Bildiri yayımlayan akademisyenlere de destek veren Yüksekdağ, "Tarihte ak ismini kirletenler, partisine ak ismini koyanlardır. Ne zaman partilerine ak koydular, bütün siyaseti kirlettiler, bütün siyasi değerleri kirlettiler, kararttılar. Biz, karanlık deyince, ak ismini kendine takanlar aklımıza geliyor; hiç kusura bakmasınlar." diye konuştu.

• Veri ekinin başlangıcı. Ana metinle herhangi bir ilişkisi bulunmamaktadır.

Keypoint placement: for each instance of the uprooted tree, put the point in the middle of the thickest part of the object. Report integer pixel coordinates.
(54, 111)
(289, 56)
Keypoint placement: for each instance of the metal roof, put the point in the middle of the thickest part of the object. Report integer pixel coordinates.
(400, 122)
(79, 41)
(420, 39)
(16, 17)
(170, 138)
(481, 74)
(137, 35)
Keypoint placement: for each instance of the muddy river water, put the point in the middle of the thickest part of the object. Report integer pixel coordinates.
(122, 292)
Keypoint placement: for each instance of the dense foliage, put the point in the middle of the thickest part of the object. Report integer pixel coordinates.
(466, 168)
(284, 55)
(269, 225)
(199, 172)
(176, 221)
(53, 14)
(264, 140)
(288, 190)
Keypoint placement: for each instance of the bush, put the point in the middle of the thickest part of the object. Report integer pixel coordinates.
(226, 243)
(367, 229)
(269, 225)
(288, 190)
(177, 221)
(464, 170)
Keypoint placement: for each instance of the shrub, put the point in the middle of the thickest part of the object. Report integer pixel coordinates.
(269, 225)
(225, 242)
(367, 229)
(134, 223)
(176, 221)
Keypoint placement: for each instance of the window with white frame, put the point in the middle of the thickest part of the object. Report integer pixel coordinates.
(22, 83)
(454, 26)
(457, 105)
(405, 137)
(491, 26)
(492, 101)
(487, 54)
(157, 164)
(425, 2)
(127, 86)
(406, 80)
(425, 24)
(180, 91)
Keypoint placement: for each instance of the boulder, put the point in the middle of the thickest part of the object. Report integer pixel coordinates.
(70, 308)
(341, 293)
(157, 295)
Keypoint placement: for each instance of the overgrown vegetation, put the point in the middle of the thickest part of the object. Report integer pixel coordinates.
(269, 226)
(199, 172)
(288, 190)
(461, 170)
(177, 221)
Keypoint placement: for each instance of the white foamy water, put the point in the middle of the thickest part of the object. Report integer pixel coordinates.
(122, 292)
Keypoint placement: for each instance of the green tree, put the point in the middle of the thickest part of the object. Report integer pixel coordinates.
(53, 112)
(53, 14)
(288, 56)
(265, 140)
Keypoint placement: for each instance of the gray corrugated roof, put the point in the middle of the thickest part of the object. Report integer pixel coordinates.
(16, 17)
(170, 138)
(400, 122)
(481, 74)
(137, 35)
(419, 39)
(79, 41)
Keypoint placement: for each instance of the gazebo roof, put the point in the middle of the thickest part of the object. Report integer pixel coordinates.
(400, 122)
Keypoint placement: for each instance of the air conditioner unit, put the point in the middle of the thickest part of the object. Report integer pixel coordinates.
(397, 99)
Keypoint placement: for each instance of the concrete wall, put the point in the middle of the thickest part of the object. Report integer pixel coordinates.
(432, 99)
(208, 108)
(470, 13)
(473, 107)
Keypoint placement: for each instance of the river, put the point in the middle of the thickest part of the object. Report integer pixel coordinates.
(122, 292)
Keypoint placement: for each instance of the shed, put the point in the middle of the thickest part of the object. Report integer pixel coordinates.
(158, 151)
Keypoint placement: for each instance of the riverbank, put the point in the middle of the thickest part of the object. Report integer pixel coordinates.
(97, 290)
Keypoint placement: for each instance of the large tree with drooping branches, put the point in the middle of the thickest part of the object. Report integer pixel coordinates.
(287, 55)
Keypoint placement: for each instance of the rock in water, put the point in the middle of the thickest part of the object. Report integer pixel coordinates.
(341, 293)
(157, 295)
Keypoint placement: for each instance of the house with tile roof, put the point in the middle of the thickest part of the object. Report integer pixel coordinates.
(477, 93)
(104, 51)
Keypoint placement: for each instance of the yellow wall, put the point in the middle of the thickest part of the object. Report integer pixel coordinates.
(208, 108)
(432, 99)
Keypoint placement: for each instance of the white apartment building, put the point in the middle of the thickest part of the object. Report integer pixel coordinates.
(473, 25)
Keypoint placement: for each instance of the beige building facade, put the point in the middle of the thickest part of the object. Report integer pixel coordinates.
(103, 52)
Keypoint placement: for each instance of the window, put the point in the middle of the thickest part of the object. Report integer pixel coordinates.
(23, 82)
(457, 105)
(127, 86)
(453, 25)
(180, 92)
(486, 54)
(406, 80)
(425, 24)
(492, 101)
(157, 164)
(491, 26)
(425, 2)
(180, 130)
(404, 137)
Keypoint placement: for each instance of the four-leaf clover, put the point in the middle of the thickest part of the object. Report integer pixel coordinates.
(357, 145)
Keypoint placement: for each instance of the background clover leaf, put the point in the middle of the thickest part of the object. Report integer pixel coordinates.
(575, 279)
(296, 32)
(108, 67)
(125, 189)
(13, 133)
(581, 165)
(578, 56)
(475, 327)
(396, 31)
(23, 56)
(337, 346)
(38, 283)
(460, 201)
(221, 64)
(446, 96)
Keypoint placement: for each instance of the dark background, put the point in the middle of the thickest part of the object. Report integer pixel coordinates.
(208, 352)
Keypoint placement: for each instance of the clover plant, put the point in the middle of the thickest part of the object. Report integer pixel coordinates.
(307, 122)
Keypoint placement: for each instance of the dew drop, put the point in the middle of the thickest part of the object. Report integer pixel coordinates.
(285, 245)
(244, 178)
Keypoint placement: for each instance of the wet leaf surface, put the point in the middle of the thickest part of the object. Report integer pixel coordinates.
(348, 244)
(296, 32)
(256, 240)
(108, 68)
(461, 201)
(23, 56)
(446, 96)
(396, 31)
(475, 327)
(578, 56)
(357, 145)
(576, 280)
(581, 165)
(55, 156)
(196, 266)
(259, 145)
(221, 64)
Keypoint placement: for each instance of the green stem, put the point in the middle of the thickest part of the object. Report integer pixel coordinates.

Yeni anayasa konusuna da değinen Yüksekdağ, demokratik bir anayasadan yana olduklarını vurguladı. Yüksekdağ, "Diktatör isteyenler ile demokrasi isteyenlerin muhataplarıyla bu anayasa yapılacak" ifadelerini kullandı.
"Kontrol edici mahiyette olacak"
HDP Hakkari Milletvekili Nihat Akdoğan da Başbakan Ahmet Davutoğlu’nun açıkladığı Hakkari ve Şırnak şehir merkezlerinin Yüksekova ve Cizre'ye taşınma planını eleştirerek, “AKP’nin milletvekili çıkaramadığı üç ilden ikisi olan Hakkâri ve Şırnak’ta siyasi hesaplar içine girerek buradaki dengeyi kendi hatta devlet lehine çevirme derdindedir” dedi.
Hakkari ve Şırnak’ın “Kürdistan coğrafyası göz önüne alındığında” stratejik önemine vurgu yapan Akdoğan, “Bu iki ilde oluşacak devlet otoritesi Kürtlerin siyasi kazanımlarını engelleyici ve kontrol edici mahiyette olacaktır” ifadelerini kullandı.
Akdoğan yazılı açıklamasında, hükümetin ve devletin Hakkari ve Şırnak’a yaklaşımlarının tarih boyunca hizmet endeksli olmadığını savunarak, “Devletin yıllardan beri Hakkâri ve Şırnak başta olmak üzere Kürdistan illerine yapılan yatırımlar göz önünde bulundurulduğunda bu planlamanın ne kadar gerçek dışı olduğu anlaşılmaktadır” dedi.